Doug Christie wasn't expecting political intervention in N. Korea
While Charles Smith apparently is having second thoughts about accompanying Dennis Rodman and a handful of former NBA players to Pyongyang, North Korea, for an exhibition game scheduled for Wednesday, Doug Christie didn't express any such reservations during a brief cell phone conversation with his wife, Jackie.
"We just talked for all of about three minutes because the phone line kept going in and out," Jackie Christie said. "I don't even think they have the Internet. But my husband made it clear when he was asked to play that he wouldn't get into the politics of it. We know those guys. They all love to play basketball. Doug trains athletes. That's what he does."
Rodman organized the game as a birthday present for North Korea leader Kim Jong Un, whom he refers to as a "friend" and has visited on other occasions. Kenny Anderson, Sleepy Floyd, Vin Baker and Clifford Robinson accompanied Rodman, Christie and Smith, a one-time president of the NBA Players Association.
But the trip — which was not sanctioned by the U.S. State Department nor endorsed by the NBA or the Retired Players Association — has been heavily criticized because of North Korea's human rights record.
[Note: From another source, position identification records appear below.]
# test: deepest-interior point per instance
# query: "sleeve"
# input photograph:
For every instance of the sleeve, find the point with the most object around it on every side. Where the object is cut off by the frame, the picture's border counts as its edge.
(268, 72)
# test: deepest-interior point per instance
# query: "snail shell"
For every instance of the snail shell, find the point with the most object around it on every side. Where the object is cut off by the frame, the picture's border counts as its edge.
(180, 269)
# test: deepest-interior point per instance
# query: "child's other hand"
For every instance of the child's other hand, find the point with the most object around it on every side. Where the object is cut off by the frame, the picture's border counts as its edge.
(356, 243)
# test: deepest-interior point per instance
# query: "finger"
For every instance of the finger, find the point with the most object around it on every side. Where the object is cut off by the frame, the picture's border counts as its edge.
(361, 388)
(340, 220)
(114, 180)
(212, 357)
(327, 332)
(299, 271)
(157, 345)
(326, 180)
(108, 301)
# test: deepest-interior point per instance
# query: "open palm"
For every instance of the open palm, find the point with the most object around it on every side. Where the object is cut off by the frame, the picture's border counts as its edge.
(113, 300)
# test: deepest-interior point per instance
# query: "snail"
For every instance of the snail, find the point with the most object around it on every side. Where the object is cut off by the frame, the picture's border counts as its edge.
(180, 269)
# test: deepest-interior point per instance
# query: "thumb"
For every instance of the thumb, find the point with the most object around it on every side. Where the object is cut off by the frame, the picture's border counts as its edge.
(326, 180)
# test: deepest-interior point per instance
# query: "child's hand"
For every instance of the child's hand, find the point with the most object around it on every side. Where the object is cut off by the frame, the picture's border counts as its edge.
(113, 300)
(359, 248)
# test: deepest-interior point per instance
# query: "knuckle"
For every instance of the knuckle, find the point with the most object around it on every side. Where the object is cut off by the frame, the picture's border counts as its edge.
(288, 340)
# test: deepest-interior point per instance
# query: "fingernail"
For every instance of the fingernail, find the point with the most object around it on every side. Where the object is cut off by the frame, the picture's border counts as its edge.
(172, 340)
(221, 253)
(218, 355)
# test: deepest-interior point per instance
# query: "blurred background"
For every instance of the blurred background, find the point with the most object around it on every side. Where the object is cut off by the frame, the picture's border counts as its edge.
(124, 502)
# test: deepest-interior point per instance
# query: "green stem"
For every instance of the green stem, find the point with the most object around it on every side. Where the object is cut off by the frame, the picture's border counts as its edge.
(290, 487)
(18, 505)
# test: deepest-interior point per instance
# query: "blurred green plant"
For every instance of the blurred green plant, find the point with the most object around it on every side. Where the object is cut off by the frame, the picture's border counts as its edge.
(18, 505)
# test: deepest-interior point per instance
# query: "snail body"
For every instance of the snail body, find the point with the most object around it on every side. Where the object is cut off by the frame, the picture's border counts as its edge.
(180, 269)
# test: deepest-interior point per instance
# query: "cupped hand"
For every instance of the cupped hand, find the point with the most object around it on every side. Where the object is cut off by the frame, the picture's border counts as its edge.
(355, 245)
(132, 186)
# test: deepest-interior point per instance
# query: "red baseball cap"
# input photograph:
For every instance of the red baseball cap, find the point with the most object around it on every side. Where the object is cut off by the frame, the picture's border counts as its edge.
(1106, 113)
When CNN reporter Chris Cuomo asked Rodman Tuesday if he planned to inquire about Kenneth Bae, the American missionary who is being detained in North Korea on "anti-state" charges, the former Detroit Pistons star erupted.
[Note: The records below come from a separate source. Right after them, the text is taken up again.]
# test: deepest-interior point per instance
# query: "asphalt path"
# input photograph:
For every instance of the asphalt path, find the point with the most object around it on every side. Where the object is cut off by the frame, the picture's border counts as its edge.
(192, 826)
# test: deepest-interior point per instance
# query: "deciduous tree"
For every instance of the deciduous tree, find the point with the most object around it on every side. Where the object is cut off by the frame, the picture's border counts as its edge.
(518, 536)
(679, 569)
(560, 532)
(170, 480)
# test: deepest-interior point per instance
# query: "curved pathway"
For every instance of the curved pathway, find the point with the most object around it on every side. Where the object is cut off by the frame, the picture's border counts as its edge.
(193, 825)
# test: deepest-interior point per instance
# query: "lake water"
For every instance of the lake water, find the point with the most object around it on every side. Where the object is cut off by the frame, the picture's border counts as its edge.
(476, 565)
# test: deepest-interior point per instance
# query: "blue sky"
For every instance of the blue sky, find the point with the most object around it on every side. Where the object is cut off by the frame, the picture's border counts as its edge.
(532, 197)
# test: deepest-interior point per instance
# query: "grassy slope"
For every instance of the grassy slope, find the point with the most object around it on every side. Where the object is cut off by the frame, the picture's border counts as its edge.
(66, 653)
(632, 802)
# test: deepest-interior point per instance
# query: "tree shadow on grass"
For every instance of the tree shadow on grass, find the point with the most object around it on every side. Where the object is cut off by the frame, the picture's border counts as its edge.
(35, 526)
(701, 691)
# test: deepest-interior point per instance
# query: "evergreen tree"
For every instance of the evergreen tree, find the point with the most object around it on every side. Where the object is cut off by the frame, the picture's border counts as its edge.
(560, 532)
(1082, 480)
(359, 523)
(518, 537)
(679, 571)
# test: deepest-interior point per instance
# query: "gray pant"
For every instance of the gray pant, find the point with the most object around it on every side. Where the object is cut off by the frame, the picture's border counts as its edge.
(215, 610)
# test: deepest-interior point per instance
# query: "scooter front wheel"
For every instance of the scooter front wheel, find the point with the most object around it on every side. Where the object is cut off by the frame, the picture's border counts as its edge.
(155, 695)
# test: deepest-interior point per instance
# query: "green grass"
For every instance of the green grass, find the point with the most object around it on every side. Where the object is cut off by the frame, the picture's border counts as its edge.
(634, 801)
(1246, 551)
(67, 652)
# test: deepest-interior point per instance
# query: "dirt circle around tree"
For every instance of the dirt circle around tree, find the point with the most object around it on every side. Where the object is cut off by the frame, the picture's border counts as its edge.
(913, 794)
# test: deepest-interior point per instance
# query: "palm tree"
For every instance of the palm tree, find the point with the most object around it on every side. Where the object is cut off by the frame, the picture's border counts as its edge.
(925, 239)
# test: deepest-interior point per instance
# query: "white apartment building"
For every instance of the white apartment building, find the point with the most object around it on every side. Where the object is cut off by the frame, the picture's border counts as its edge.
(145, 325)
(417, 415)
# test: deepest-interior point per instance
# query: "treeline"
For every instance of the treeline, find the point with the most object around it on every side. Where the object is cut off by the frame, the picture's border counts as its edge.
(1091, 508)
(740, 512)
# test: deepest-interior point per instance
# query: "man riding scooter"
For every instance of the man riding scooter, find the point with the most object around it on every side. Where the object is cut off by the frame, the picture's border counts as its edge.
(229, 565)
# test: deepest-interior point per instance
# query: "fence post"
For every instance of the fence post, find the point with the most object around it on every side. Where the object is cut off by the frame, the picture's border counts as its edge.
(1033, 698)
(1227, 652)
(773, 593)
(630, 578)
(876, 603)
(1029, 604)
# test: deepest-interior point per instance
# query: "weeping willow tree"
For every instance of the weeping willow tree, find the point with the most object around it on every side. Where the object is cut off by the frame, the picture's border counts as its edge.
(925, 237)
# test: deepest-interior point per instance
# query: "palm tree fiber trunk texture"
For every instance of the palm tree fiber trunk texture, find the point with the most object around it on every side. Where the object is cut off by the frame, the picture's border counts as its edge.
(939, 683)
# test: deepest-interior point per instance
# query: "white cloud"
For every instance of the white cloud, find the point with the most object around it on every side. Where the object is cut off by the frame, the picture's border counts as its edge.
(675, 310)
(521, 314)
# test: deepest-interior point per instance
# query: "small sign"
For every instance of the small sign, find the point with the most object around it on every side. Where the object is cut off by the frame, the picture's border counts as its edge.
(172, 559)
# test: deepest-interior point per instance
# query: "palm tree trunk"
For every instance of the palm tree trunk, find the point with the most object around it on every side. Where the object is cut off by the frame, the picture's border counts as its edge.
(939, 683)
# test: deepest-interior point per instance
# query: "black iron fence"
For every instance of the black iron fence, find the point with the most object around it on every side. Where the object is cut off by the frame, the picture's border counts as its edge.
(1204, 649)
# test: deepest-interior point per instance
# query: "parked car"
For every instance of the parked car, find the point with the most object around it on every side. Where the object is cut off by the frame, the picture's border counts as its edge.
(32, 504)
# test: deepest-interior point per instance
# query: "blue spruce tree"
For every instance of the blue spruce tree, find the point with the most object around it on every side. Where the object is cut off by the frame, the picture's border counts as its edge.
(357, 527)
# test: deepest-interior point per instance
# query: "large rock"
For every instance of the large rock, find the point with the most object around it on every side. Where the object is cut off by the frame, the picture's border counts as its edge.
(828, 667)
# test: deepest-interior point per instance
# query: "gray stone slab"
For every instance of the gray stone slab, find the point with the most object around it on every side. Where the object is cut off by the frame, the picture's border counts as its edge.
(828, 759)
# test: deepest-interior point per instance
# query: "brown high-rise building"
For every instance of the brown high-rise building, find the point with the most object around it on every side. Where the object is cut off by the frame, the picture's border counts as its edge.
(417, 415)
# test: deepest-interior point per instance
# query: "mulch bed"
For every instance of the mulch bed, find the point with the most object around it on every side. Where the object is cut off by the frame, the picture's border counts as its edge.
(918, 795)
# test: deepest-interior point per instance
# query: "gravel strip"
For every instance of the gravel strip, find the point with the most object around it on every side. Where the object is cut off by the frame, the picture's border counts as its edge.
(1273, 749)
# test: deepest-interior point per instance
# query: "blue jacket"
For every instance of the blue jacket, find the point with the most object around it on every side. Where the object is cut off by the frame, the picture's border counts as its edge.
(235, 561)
"Do you understand what he did in his country?" Rodman responded, while angrily pointing at the camera. "No, no, no, you tell me — why? I would love to speak on this."
Smith later told the Associated Press "I feel a lot of remorse for the guys, because we are doing something positive, but it's a lot bigger than us. We are not naive. We understand why things are being portrayed the way they are. We're not skilled in those particular areas. Dennis is definitely not skilled in those particular areas."